A ventricular AP model is altered by Na_V1.5+β₁ proton modulation. Overlay of simulated epicardial (Epi) and mid-myocardial (M) ventricular APs incorporating Na_V1.5+β₁ data recorded with the extracellular solution titrated to pH 7.4 (A) or pH 6.0 (B). Na_V1.5+β₁ currents recorded at pH 6.0 preferentially prolonged mid-myocardial APs over epicardial and endocardial APs. At pH 6.0, the APD₉₀ was increased from 348 ms to 353 ms (epicardial), 361 ms to 378 ms (mid-myocardial), and 348 ms to 354 ms (endocardial). APs obtained using pH 6.0 data also displayed an 11 mV reduction in their peak depolarization (40 mV to 29 mV) and a 5 mV increase in the threshold for AP firing (−51 mV to −46 mV), and reduced the maximum rate of the AP upstroke by 60% (197 mV/ms to 81 mV/ms) (*inset*). The inset displays an expanded view of the initial rise of a mid-myocardial cell AP at pH 7.4 and 6.0. (C) Epicardial, mid-myocardial, and endocardial ventricular APs display the preferential increase of mid-myocardial APs with pH 6.0 data.

Discussion

A reduction in extracellular pH, such as during myocardial ischemia, triggers an array of arrhythmogenic alterations in cardiac tissue. Although a reduction in internal pH also occurs, the extracellular pH has been shown to change more dramatically (see Crampin et al. (39) and Bers (40) for reviews). Given the location of Na_V1.5 channels and the relative reduction in extracellular versus intracellular pH, exploration of extracellular proton modulation is prudent. Although we did not measure internal pH during our recordings, the rapid reversibility of Na_V1.5 channel proton modulation, along with the stability of intracellular pH of oocytes during prolonged exposure to reduced extracellular pH (41,42), suggests that intracellular pH underwent only a minimal change (if any) during these recordings. The alterations in I_Na described here are therefore attributable to extracellular protons. The role played by Na_V1.5 channel proton modulation in arrhythmogenesis is unclear, and a detailed kinetic analysis of the effects of acidosis on Na_V1.5 channels is lacking.

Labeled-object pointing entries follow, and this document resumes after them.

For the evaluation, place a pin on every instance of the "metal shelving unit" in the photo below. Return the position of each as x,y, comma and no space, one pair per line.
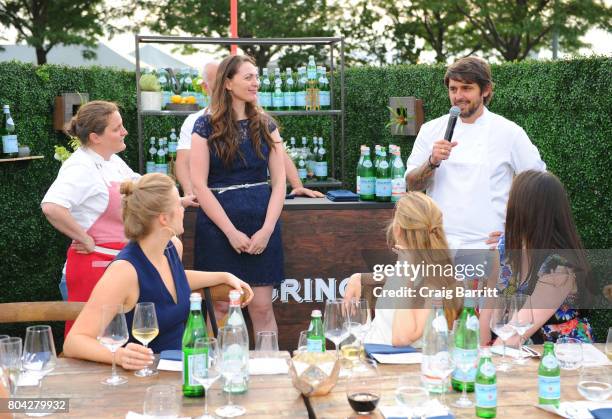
333,43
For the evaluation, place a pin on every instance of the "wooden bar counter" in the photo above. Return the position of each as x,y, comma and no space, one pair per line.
324,243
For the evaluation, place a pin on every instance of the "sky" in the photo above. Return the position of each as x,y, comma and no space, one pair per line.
600,40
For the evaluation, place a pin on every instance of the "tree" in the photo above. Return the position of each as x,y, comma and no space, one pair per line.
257,19
511,29
437,25
44,24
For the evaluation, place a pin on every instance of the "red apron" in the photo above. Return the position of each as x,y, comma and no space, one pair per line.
84,270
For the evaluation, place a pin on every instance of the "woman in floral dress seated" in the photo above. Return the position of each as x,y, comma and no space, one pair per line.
541,255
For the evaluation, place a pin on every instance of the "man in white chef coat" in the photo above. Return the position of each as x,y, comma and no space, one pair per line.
470,176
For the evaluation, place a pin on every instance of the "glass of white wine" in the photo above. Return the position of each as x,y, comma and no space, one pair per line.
113,335
145,329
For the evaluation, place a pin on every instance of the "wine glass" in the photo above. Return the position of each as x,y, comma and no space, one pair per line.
522,322
113,335
145,329
363,387
207,373
360,319
569,353
39,356
595,383
465,361
412,398
234,358
335,322
10,361
501,325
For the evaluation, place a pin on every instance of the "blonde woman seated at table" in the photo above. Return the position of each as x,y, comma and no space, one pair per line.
416,235
541,255
148,269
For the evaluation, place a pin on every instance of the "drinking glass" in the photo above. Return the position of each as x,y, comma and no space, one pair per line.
266,344
39,356
463,362
161,402
412,398
231,341
113,335
10,361
569,353
363,389
360,319
335,322
501,325
208,373
145,329
522,322
595,383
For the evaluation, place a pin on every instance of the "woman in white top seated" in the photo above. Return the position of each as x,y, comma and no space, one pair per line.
416,235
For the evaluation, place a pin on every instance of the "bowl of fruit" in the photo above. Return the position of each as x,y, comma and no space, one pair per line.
182,103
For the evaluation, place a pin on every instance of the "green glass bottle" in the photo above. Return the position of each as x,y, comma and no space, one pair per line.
398,180
321,162
466,346
315,338
549,377
359,163
265,96
486,386
151,168
367,177
278,100
192,359
383,178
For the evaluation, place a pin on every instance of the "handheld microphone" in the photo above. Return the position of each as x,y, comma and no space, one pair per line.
452,120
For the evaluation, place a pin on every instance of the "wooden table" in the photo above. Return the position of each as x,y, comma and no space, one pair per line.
80,381
517,392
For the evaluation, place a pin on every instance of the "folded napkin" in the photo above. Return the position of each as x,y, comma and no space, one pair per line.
268,366
171,355
342,195
605,413
581,409
134,415
434,408
378,348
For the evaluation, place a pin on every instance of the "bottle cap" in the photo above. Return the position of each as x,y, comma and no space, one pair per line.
234,295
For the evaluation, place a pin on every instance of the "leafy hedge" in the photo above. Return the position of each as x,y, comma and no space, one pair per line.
564,106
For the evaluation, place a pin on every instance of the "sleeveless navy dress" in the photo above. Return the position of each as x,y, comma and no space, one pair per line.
245,207
171,317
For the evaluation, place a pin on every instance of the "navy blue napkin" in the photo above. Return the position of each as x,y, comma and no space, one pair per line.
171,355
603,413
377,348
342,195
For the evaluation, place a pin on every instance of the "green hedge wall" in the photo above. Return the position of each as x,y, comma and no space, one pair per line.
564,106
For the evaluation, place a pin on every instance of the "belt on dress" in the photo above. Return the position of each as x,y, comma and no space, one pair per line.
232,187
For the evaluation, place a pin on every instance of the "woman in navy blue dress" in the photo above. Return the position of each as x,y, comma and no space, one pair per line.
148,269
232,149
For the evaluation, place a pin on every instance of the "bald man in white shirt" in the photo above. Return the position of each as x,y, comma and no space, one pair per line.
184,145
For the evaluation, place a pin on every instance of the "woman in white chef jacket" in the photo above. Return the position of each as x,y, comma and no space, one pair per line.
84,201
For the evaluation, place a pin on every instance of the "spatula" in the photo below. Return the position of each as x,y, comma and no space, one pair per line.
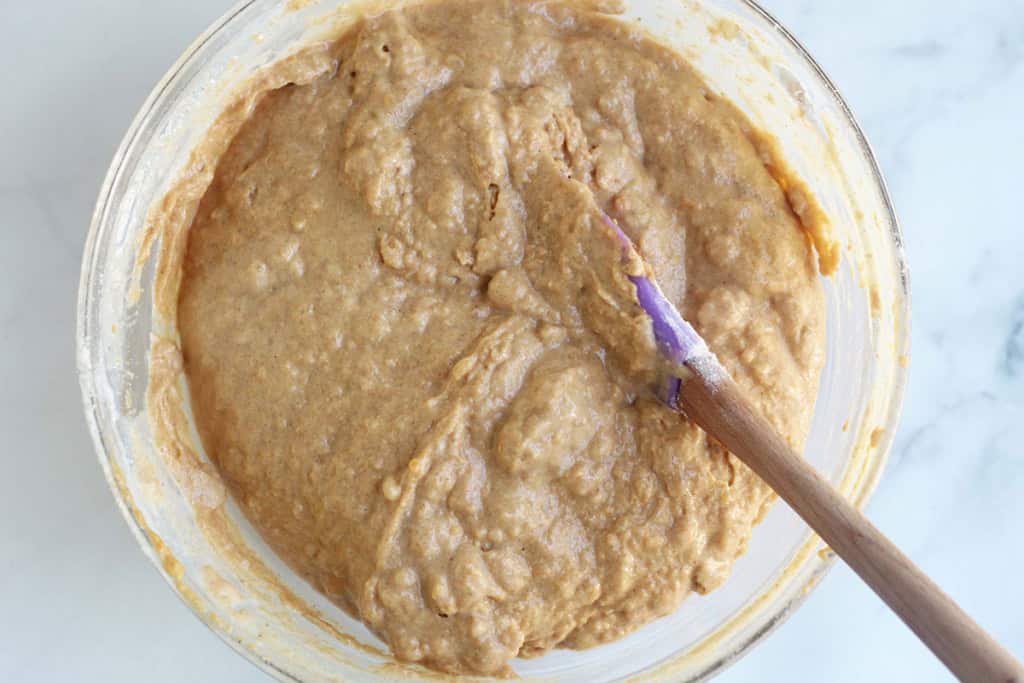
708,395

Here we provide such an analysis and demonstrate that protons destabilized the fast- and slow-inactivated states, and increased both persistent and apparent window I_Na. When these biophysical effects are incorporated into a simulation of the epicardial, mid-myocardial, and endocardial APs, they appear to promote disparate prolongation of the APD across the ventricular wall and may therefore contribute to arrhythmogenesis.

Effects on activation

We found that low extracellular pH reduced peak current, reversibly depolarized the voltage dependence of activation, and increased the time to peak current by 30%. The pH-dependent shift in V_1/2 and z of activation was similar to that of proton block, which may suggest that the residues responsible for proton block are also responsible for the changes in voltage-dependent gating properties. Of interest, the change in valence plotted as a function of pH and fitted with a Hill equation had a pKa = 6.0. A direct comparison of the Hill curves of V_1/2 and z reveals similar pKa values but very different slopes (Fig. 1 C). The effect on V_1/2 is observed at a higher pH than the effect on z, but they reach full effect at the same pH. Further, the pH at which the curves reach their maxima does not coincide with the baseline plateau of proton block of hNa_V1.5+β₁; instead, it more resembles the plateau of Na_V1.4 proton block, which has a pH-independent current of ∼14% (18,19). Replacement of C373 with the homologous residue in Na_V1.4 channels, a tyrosine, introduces a similar pH-independent current in Na_V1.5 channels (18). The reverse mutation in Na_V1.4 channels (Y401C) removed the pH-independent current (18). Although protonation of C373 may be unnecessary for the effects on the voltage dependence of activation gating, the effect on V_1/2 and z could occur as the result of titration of the outer pore carboxylates previously mentioned.